Gregor Gysi ist einer der prominentesten Vertreter der Linken in Deutschland. ZB

Quedlinburg - Gregor Gysi hat linke Politik in Deutschland geprägt wie kaum jemand. Am Donnerstag, 28. März, um 18.30 Uhr ist der Rechtsanwalt, Politiker und Autor zu Gast in Quedlinburger Kaiserhof. Im Gespräch mit dem Journalisten Hans-Dieter Schütt stellt Gysi seine Autobiografie „Ein Leben ist zu wenig“ vor. Die MZ sprach mit ihm über Familie, Lebensentscheidungen und das Verhältnis zwischen Ost und West. Das Gespräch führte Katrin Schröder.

Herr Gysi, Sie eröffnen den Quedlinburger Bücherfrühling mit einem Gespräch über Ihre Autobiographie „Ein Leben ist zu wenig“. Warum wollten Sie Ihr Leben niederschreiben?
Gregor Gysi: Weiß ich auch nicht. Aber ich dachte, dass es auf bestimmte Art ein atypisches Leben ist, das interessieren könnte. Ich weiß, dass Fußballer und andere Stars gern mit 22 ihre Autobiographie schreiben. Ich aber dachte, in meinem Alter ist es besser.

Haben Sie für das Buch recherchiert, oder konnten Sie sich an alles erinnern?
Gysi:  Ohne Recherche hätte ich nicht so tief in die Familiengeschichte einsteigen können. Meine Schwester Gabriele hat mir sehr dabei geholfen und regelrechte Ahnenforschung betrieben. Dabei ist für mich auch viel Überraschendes herausgekommen, zum Beispiel, dass ich auch mit Robert Oettl, dem Begründer der Rassegeflügelzucht in Deutschland, verwandt bin.
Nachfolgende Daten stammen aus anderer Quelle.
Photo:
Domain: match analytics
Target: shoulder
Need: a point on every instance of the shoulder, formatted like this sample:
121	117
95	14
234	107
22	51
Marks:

Ausführlich widmen Sie sich Ihrer Familiengeschichte, die sehr bunt und bewegt ist. Gibt es einen unter Ihren zahlreichen Verwandten, die Sie beschreiben, dem Sie sich besonders nahe fühlen?
Gysi:  Nahe fühlt man sich ja den Menschen, die man wirklich kennt und selbst erlebt hat, also meinen Eltern, meiner Schwester. Besonders hervorheben möchte ich aber die Frau, die wir alle Schätzi genannt haben, weil sie wirklich ein besonderer Mensch war. Sie hat sich bei uns um Haushalt und die Kinder gekümmert und war eine der prägenden Persönlichkeiten meiner Kindheit.

Warum wollten Sie Rechtsanwalt werden?
Gysi:  Die besonderen Vorteile dieses Berufes ahnte ich, als ich begann, Jura zu studieren. Es war in der DDR ein Nischenberuf, denn ich musste Gerichten, Staatsanwälten und anderen widersprechen. Das gefiel mir. Als Richter hätte ich ständig über Urteile entscheiden und als Staatsanwalt Anklagen erheben müssen. Das Verteidigen, die Lücken in der Argumentation der Anklage finden, lag mir deutlich mehr.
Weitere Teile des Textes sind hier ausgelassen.